Jangan Sepelekan! Ini 5 Dampak Negatif Kecanduan Video Pendek Seperti di TikTok

Jangan Sepelekan! Ini 5 Dampak Negatif Kecanduan Video Pendek Seperti di TikTok

Dampak Negatif Kecanduan Video Pendek-RJ-

Di sisi lain, mereka yang berkulit cokelat atau kurang sesuai dengan standar kecantikan TikTok sering menjadi sasaran komentar negatif, seperti disebut memiliki "aura magrib." Sikap ini sangat toksik, bukan?

Bagi sebagian konten kreator, hujatan atau pujian dianggap sama saja karena tujuan mereka adalah mendapatkan FYP (For You Page). Hal ini mencerminkan betapa mirisnya situasi ini.

Selain masalah standar kecantikan, media sosial juga mendorong banyak orang merasa tidak percaya diri karena konten yang memamerkan gaya hidup mewah. Ada yang menunjukkan mobil sport, rumah bak istana, atau gaya hidup glamour lainnya.

Penonton yang merasa hidup mereka jauh dari kata cukup bisa merasa kalah dan rendah diri. Tak jarang, ada yang sampai berkomentar curhat untuk meminta belas kasihan. Padahal, sebagian besar konten tersebut sering kali telah diatur atau menjadi bagian dari promosi berbayar.

TikTok, dan media sosial pada umumnya, kini menjadi tempat perbandingan sosial yang lebih luas. Jika dulu kita hanya membandingkan diri dengan tetangga sekitar, sekarang kita membandingkan diri dengan seluruh dunia.

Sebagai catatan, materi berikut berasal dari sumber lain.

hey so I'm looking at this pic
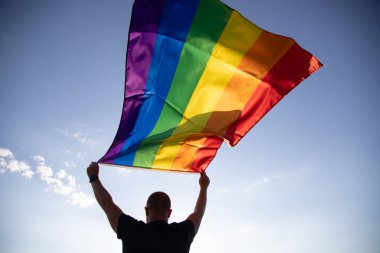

Dampaknya, banyak orang merasa kecil, minder, bahkan berharap mendapatkan belas kasihan.

Kesadaran akan hal ini penting agar kita tidak terjebak dalam lingkaran perbandingan sosial yang merugikan. Ingatlah bahwa media sosial sering kali hanya menampilkan versi terbaik dari kehidupan orang lain, yang belum tentu mencerminkan realitas mereka. Jangan sampai rasa percaya diri Anda ditentukan oleh apa yang Anda lihat di layar.

2. Kehilangan Harga Diri

Coba perhatikan tren live streaming di TikTok. Banyak orang rela melakukan apa saja demi mendapatkan gift, mulai dari makan makanan super pedas, menerima tantangan tidak masuk akal, hingga melakukan hal-hal yang membuat kita bertanya-tanya: apakah ini satu-satunya cara untuk bertahan hidup? Tragisnya, mereka sering mengorbankan rasa malu, harga diri, bahkan batasan-batasan yang seharusnya dijaga.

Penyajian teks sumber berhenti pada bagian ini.